In recent years, it has been found that
99mTc can be used to quantify the osteogenic potential of cell cultures in vitro [
14,
15]. This is highly relevant in bone tissue engineering (BTE). Among other things, BTE assesses the ability of cell lines to form bone tissue under different conditions [
16]. In particular, osteogenic differentiation of human mesenchymal stem cells (MSCs) has become a standard procedure in BTE [
11,
17]. Osteogenic potential is usually determined by quantifying the amount of hydroxyapatite secreted, since approximately 65% of bone tissue is made up of inorganic mineral, and hydroxyapatite accounts for up to 85% of this extracellular matrix [
13,
18]. This quantification requires an easily available and highly sensitive method to detect hydroxyapatite. The current gold standard for detecting hydroxyapatite, as defined by the Society of Cellular Therapy, is histological alizarin red staining [
19]. While this method allows the quantification of hydroxyapatite, it is an elaborate process that has the disadvantage of permanently destroying the cell culture. Furthermore, it is not suitable for monitoring the differentiation towards the osteogenic lineage during the ongoing cell culture [
20]. However, labeling with
99mTc-polyphosphonates does not require the termination of the cell culture [
21]. Therefore, it is theoretically possible to conduct further experiments with the same cell culture after labeling, and monitoring the osteogenic differentiation during the running cell culture would also, probably, be possible. This would constitute a huge scientific and economic benefit for researchers. However, some radioactive nuclides are known to have adverse effects on cell cultures [
22], and it is not known whether that is the case for
99mTc. This is vital to know as such harm would preclude the use of
99mTc for monitoring purposes. Therefore, this study was performed to assess the effect of repeated labeling with
99mTc on cell viability, and the ability of cell cultures to retain their differentiation potential to form hydroxyapatite.

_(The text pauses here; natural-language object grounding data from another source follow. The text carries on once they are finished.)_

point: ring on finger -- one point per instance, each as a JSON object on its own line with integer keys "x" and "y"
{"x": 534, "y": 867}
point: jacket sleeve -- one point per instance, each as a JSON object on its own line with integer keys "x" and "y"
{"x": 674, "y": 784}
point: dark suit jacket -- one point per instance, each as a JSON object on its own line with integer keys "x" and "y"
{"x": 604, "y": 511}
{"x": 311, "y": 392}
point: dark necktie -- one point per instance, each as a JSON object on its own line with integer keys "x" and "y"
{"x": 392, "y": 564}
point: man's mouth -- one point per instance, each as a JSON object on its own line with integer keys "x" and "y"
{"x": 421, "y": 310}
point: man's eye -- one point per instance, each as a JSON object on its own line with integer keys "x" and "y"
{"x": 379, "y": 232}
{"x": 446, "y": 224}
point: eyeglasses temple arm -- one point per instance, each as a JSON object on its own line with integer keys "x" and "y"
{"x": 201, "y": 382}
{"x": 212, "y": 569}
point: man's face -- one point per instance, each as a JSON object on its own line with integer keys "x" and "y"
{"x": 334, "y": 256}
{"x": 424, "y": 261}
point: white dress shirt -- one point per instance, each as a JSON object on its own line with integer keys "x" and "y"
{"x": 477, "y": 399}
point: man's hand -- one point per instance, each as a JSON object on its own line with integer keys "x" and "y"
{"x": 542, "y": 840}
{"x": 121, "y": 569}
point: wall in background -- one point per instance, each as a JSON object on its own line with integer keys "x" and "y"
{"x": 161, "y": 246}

This promising method can only be used for labeling living cell cultures if the procedure can be performed quickly, as the labeling method requires the temporary removal of cell culture media, and a prolonged exposure to room temperature [
14,
15,
23]. The incubation time needed to bind the
99mTc-compound to the hydroxyapatite is, therefore, a limiting factor. Unfortunately, this has not yet been determined under experimental conditions. Previous publications used incubation times of 2 h, but the minimal incubation time needed may be substantially lower as the binding process of the tracer probably happens within minutes. Furthermore, an absolute quantification of hydroxyapatite content in a cell culture requires the existing mineral to be completely saturated with
99mTc-HDP. However, little is known about the saturation concentration of
99mTc-HDP when used for assessing hydroxyapatite in vitro, whereas it is important to know how much activity is needed to fully saturate a certain amount of mineral. In previous experiments, semi-quantitative labeling was performed using 5 MBq by default, but the required amount of initial activity may be substantially lower or higher [
14,
15,
23].
Therefore, in the second part of this paper we present another study, which assessed the minimal incubation time and required radioactive activity for full saturation for labeling osteogenic cultures of hMSCs with 99mTc-HDP.
3. Discussion
Labeling with
99mTc-HDP is a highly sensitive method to determine hydroxyapatite formation in vitro. It has already been shown that
99mTc-HDP labeling can reliably quantify osteogenesis when compared to the gold standard of alizarin red staining [
14].
When assessing the osteogenic potential of stem cells, it has always been disputed whether the osteogenically differentiated cells actually form hydroxyapatite, and not a related calcium complex to which
99mTc-HDP can also bind [
24]. We performed an SEM/EDX test on our samples to address this issue, and establish whether
99mTc-HDP labeling is capable of marking actual hydroxyapatite.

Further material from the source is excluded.